Schon beim Anmarsch beginnt für mich gutes Stealth Camping. Ich bewege mich langsam, vermeide unnötige Geräusche und suche mir einen Platz, der natürlich Deckung bietet. Statt einer „perfekten“ freien Fläche nutze ich vorhandene Strukturen: Büsche, Schattenkanten, unregelmäßige Bodenformen. Mein Biwak setze ich so, dass die Silhouette möglichst gebrochen wird. Ein geradliniger, klar erkennbarer Aufbau fällt sofort auf, vor allem bei Mondlicht.

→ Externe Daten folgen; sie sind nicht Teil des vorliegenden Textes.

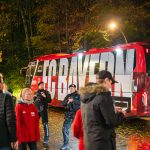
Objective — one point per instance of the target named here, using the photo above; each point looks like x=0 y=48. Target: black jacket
x=7 y=121
x=41 y=102
x=72 y=107
x=99 y=118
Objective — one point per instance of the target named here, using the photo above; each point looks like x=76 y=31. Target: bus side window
x=39 y=71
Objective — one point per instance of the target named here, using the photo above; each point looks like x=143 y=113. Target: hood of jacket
x=21 y=101
x=87 y=93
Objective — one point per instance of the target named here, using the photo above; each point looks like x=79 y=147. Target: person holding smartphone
x=41 y=100
x=99 y=115
x=71 y=104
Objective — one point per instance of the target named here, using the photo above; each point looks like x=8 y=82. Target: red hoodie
x=78 y=129
x=27 y=122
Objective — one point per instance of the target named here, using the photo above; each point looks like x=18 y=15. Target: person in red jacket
x=78 y=129
x=27 y=121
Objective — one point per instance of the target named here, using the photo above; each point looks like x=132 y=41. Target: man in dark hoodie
x=71 y=104
x=7 y=122
x=98 y=114
x=41 y=99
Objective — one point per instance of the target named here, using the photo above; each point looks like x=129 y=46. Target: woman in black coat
x=7 y=121
x=98 y=114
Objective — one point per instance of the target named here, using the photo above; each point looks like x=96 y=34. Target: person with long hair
x=27 y=121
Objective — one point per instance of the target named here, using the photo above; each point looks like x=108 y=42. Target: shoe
x=65 y=147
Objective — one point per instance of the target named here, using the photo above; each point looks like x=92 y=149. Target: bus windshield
x=30 y=72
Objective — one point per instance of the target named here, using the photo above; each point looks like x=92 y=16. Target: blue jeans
x=65 y=130
x=5 y=148
x=44 y=116
x=32 y=146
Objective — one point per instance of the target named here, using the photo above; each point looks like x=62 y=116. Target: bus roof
x=93 y=50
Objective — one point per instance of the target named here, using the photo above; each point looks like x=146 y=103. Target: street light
x=113 y=26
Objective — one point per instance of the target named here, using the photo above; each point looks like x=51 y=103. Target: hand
x=70 y=100
x=118 y=109
x=14 y=145
x=43 y=94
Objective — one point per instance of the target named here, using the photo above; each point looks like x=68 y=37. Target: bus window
x=39 y=71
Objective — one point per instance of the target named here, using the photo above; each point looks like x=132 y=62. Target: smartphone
x=124 y=109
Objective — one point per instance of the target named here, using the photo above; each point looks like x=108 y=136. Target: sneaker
x=65 y=147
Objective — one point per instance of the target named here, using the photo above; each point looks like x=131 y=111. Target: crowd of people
x=90 y=110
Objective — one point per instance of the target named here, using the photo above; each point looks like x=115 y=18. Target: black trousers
x=32 y=146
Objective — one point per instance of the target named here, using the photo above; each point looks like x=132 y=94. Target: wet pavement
x=132 y=135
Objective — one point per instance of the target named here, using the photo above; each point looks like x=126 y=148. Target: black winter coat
x=7 y=121
x=41 y=102
x=72 y=107
x=99 y=119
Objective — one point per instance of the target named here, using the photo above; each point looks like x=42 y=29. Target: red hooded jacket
x=27 y=122
x=78 y=129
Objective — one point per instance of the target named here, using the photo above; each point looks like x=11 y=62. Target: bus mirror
x=23 y=71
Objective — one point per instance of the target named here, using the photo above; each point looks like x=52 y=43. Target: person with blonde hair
x=7 y=121
x=27 y=121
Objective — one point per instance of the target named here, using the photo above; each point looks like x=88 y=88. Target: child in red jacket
x=27 y=121
x=78 y=129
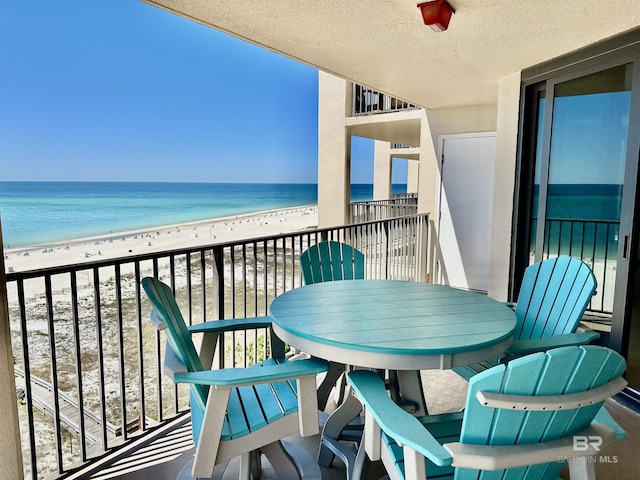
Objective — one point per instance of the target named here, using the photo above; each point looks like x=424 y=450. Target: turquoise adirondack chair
x=522 y=421
x=236 y=411
x=330 y=260
x=553 y=297
x=323 y=262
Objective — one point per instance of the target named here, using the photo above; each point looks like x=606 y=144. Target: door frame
x=440 y=182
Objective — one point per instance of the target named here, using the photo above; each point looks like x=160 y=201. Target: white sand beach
x=167 y=237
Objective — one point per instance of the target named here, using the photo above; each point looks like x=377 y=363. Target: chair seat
x=253 y=407
x=445 y=428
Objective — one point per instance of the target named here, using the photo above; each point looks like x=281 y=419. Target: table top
x=393 y=324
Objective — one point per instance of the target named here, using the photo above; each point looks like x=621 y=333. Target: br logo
x=581 y=443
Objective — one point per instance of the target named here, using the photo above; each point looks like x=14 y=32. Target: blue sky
x=118 y=90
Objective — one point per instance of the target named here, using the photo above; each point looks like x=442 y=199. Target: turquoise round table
x=391 y=324
x=399 y=326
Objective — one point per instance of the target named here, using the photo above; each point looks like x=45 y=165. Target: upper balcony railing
x=367 y=102
x=90 y=360
x=593 y=241
x=399 y=205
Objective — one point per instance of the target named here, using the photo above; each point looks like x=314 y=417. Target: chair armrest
x=523 y=347
x=604 y=417
x=238 y=377
x=399 y=424
x=498 y=457
x=231 y=324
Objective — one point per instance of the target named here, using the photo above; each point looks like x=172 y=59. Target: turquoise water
x=41 y=212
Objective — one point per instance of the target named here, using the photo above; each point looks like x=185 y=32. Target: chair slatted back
x=327 y=261
x=553 y=297
x=560 y=371
x=165 y=306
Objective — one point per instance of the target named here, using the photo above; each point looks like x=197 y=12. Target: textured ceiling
x=385 y=45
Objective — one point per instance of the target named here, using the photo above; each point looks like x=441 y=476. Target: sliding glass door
x=577 y=188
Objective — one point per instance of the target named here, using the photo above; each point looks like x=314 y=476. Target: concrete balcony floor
x=163 y=456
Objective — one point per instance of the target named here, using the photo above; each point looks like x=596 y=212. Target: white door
x=465 y=205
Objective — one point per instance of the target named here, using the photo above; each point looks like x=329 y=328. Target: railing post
x=422 y=246
x=218 y=299
x=11 y=458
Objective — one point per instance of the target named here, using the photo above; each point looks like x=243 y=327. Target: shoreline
x=159 y=238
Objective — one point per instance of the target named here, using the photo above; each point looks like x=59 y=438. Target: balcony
x=88 y=361
x=369 y=102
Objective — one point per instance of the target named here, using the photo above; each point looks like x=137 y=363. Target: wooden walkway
x=42 y=398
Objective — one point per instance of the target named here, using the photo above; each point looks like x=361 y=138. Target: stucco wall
x=334 y=147
x=504 y=184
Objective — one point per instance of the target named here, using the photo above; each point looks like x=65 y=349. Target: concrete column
x=334 y=151
x=11 y=458
x=413 y=171
x=504 y=185
x=381 y=170
x=427 y=179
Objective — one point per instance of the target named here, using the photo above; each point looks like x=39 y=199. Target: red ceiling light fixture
x=436 y=14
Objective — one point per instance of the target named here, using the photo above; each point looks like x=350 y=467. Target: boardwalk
x=42 y=398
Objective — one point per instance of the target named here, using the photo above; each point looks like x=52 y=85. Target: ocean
x=42 y=212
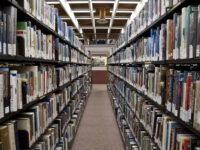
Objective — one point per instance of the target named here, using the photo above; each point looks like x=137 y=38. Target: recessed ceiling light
x=53 y=3
x=82 y=11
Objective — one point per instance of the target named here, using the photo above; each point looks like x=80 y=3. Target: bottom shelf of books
x=50 y=124
x=143 y=125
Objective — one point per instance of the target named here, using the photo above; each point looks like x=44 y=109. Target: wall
x=99 y=74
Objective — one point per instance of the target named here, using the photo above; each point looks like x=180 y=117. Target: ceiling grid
x=84 y=16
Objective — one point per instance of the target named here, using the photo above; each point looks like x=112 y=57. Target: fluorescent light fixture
x=65 y=18
x=123 y=11
x=90 y=27
x=128 y=2
x=82 y=11
x=108 y=18
x=102 y=2
x=53 y=3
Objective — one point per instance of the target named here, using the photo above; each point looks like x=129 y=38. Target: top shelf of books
x=160 y=26
x=35 y=30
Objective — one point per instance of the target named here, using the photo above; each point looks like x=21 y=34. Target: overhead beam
x=65 y=5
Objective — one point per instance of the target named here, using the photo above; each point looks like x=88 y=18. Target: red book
x=188 y=85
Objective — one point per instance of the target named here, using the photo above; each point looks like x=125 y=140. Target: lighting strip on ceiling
x=113 y=16
x=103 y=2
x=65 y=5
x=92 y=16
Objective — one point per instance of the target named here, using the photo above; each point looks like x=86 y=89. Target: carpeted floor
x=98 y=129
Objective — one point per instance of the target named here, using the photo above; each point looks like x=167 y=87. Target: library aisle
x=98 y=129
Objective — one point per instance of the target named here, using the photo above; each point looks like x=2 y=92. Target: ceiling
x=83 y=16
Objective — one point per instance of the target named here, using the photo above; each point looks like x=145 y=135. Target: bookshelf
x=59 y=98
x=122 y=81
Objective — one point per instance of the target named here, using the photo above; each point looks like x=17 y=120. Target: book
x=4 y=137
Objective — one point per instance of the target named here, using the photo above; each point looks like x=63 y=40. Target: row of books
x=78 y=70
x=26 y=39
x=22 y=85
x=28 y=126
x=54 y=135
x=77 y=108
x=150 y=11
x=183 y=99
x=123 y=126
x=146 y=119
x=82 y=59
x=149 y=79
x=48 y=15
x=125 y=116
x=177 y=39
x=176 y=89
x=8 y=27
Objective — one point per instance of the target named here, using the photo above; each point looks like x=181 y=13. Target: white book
x=39 y=9
x=13 y=90
x=1 y=96
x=11 y=135
x=24 y=124
x=32 y=42
x=28 y=41
x=19 y=92
x=183 y=53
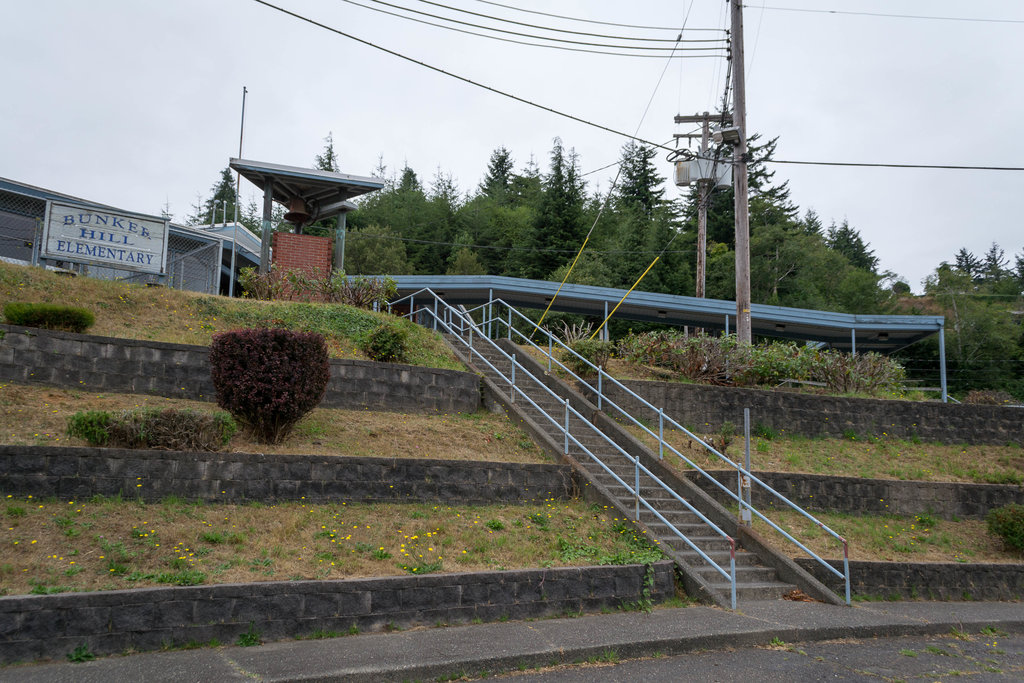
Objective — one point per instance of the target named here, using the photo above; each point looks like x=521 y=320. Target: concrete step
x=771 y=590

Der größte Hebel ist für mich die Tarnung. Ich arbeite mit einem Tarnnetz (2x3 m, Woodland), das ich locker über das Biwak ziehe und mit Naturmaterial aus der direkten Umgebung ergänze. Wichtig: nichts zerstören, nichts abbrechen, was nicht ohnehin lose ist. Damit bleibt das Setup glaubwürdig und ich halte mich an Leave No Trace. Wer das Thema vertiefen will, findet die Grundidee hinter Leave No Trace gut erklärt.

Beim Aufbau achte ich außerdem darauf, dass ich nicht ständig umräume. Jede zusätzliche Bewegung erzeugt Geräusche und hinterlässt Spuren. Ich lege mir vorher eine kleine „Arbeitslogik“ zurecht: zuerst Schlafplatz, dann Wetterschutz, dann nur noch die Dinge in Griffweite, die ich wirklich brauche. Diese Reihenfolge spart Energie und hält das Camp kompakt.

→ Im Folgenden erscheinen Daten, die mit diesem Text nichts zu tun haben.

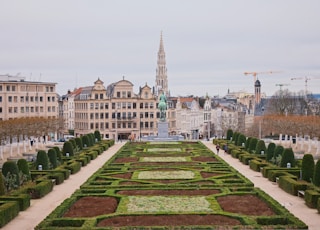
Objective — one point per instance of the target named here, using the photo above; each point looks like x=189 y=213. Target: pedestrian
x=226 y=148
x=218 y=148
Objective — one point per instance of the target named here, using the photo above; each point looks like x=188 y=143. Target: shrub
x=261 y=146
x=287 y=157
x=97 y=135
x=58 y=152
x=85 y=141
x=229 y=134
x=23 y=167
x=241 y=139
x=235 y=137
x=307 y=167
x=253 y=144
x=67 y=148
x=270 y=151
x=53 y=157
x=316 y=175
x=278 y=151
x=79 y=143
x=248 y=143
x=2 y=186
x=42 y=159
x=11 y=173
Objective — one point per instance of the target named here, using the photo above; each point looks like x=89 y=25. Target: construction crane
x=280 y=85
x=306 y=79
x=254 y=74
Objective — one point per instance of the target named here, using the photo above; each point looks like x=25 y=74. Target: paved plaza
x=40 y=208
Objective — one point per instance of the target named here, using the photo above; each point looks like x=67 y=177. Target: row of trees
x=20 y=129
x=274 y=124
x=13 y=174
x=278 y=155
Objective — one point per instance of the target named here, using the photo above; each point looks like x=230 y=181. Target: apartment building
x=116 y=111
x=20 y=98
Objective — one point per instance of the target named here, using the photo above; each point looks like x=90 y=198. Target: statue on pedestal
x=162 y=106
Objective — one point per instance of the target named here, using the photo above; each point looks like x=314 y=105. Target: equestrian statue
x=162 y=106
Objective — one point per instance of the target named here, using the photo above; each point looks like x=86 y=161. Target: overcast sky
x=208 y=44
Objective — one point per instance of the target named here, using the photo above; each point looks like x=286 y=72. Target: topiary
x=307 y=167
x=23 y=167
x=235 y=137
x=241 y=139
x=42 y=159
x=67 y=148
x=97 y=135
x=316 y=175
x=79 y=143
x=248 y=143
x=11 y=173
x=58 y=152
x=270 y=150
x=85 y=141
x=2 y=185
x=287 y=157
x=52 y=154
x=253 y=144
x=261 y=146
x=278 y=151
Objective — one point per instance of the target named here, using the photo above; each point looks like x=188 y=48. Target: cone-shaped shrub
x=248 y=143
x=79 y=143
x=307 y=167
x=58 y=152
x=42 y=159
x=85 y=141
x=261 y=146
x=241 y=139
x=53 y=157
x=97 y=135
x=278 y=151
x=229 y=134
x=2 y=186
x=67 y=148
x=316 y=175
x=10 y=167
x=253 y=144
x=270 y=151
x=287 y=157
x=24 y=168
x=73 y=142
x=235 y=137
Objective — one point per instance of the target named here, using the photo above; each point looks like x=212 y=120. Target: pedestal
x=163 y=127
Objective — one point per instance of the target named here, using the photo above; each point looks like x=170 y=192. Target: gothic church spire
x=161 y=72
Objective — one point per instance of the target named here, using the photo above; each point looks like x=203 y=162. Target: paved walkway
x=41 y=208
x=294 y=204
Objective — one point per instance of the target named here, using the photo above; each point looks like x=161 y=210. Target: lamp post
x=116 y=115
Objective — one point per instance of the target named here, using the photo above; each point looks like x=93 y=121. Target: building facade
x=116 y=111
x=20 y=98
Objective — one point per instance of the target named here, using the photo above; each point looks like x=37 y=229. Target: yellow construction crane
x=306 y=79
x=254 y=74
x=280 y=85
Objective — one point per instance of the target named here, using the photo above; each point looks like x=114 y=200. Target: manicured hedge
x=8 y=211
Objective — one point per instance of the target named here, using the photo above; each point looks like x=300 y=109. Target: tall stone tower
x=257 y=92
x=161 y=72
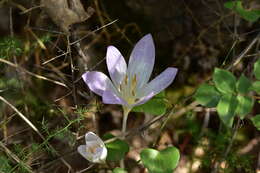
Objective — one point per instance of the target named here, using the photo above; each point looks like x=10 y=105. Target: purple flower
x=129 y=86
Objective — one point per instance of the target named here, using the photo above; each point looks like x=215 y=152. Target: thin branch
x=12 y=155
x=22 y=116
x=33 y=74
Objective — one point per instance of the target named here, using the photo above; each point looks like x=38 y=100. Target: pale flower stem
x=126 y=111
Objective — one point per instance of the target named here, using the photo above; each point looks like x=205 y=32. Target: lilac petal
x=161 y=82
x=144 y=99
x=141 y=60
x=110 y=97
x=97 y=82
x=82 y=151
x=90 y=136
x=116 y=65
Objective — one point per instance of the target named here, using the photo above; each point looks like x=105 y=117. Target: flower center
x=93 y=149
x=127 y=88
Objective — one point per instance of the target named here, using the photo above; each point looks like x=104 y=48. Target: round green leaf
x=256 y=86
x=207 y=95
x=155 y=106
x=116 y=149
x=243 y=84
x=119 y=170
x=256 y=121
x=257 y=69
x=226 y=109
x=164 y=161
x=245 y=105
x=224 y=81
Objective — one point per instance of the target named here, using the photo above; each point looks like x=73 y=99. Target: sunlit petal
x=161 y=82
x=97 y=82
x=141 y=60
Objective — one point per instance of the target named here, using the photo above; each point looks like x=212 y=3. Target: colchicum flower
x=129 y=86
x=95 y=150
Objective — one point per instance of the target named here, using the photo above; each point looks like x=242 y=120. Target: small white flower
x=95 y=150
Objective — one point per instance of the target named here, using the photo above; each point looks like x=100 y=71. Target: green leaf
x=155 y=106
x=207 y=95
x=243 y=84
x=245 y=105
x=256 y=121
x=224 y=80
x=164 y=161
x=256 y=87
x=257 y=69
x=249 y=15
x=119 y=170
x=116 y=149
x=226 y=109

Essen, Nacht und Morgenroutine ohne Lagerfeuer#


Ein zentraler Punkt bei dieser Übernachtung war der Verzicht auf offenes Feuer. Für viele gehört das Lagerfeuer zum Outdoor-Erlebnis, beim Stealth-Ansatz ist es schlicht kontraproduktiv: Licht, Geruch und Rauch sind auf Distanz wahrnehmbar. Ich habe deshalb auf eine Forestia MRE gesetzt, eine selbsterhitzende Mahlzeit, die ohne Kocher und ohne Feuer auskommt. Gegen die Mücken hat das Thermacell-Handgerät gute Dienste geleistet, geräuschlos und ohne Rauch. So bleibe ich flexibel und reduziere das Risiko, Aufmerksamkeit zu erzeugen.
Auch in der Nacht zahlt sich ein durchdachtes Setup aus. Wenn das Biwak niedrig, gut getarnt und windgeschützt steht, wird es erstaunlich ruhig. In dieser Nacht stand der Vollmond über dem Wald, ich habe ein paar Nightlapse-Aufnahmen mitlaufen lassen und einfach zugeschaut. Solche Nächte nutze ich gern, um meine Abläufe zu prüfen: Was habe ich wirklich gebraucht? Was war nur Ballast? Welche Handgriffe kann ich beim nächsten Mal noch leiser machen?

Am Morgen halte ich es genauso minimalistisch. Instantkaffee und Porridge, angerührt mit heißem Wasser aus der Thermoskanne, abgefüllt in mattgrüne Behälter aus dem 3D-Drucker. Kein Kocher, kein Feuer, keine Wartezeit. Danach kommt die Disziplin beim Rückbau: Tarnung entfernen, Liegestelle kontrollieren, Mikro-Müll aufsammeln, Bodenbild wieder angleichen. Für mich endet eine Tour erst dann gut, wenn der Platz so aussieht, als wäre niemand dort gewesen.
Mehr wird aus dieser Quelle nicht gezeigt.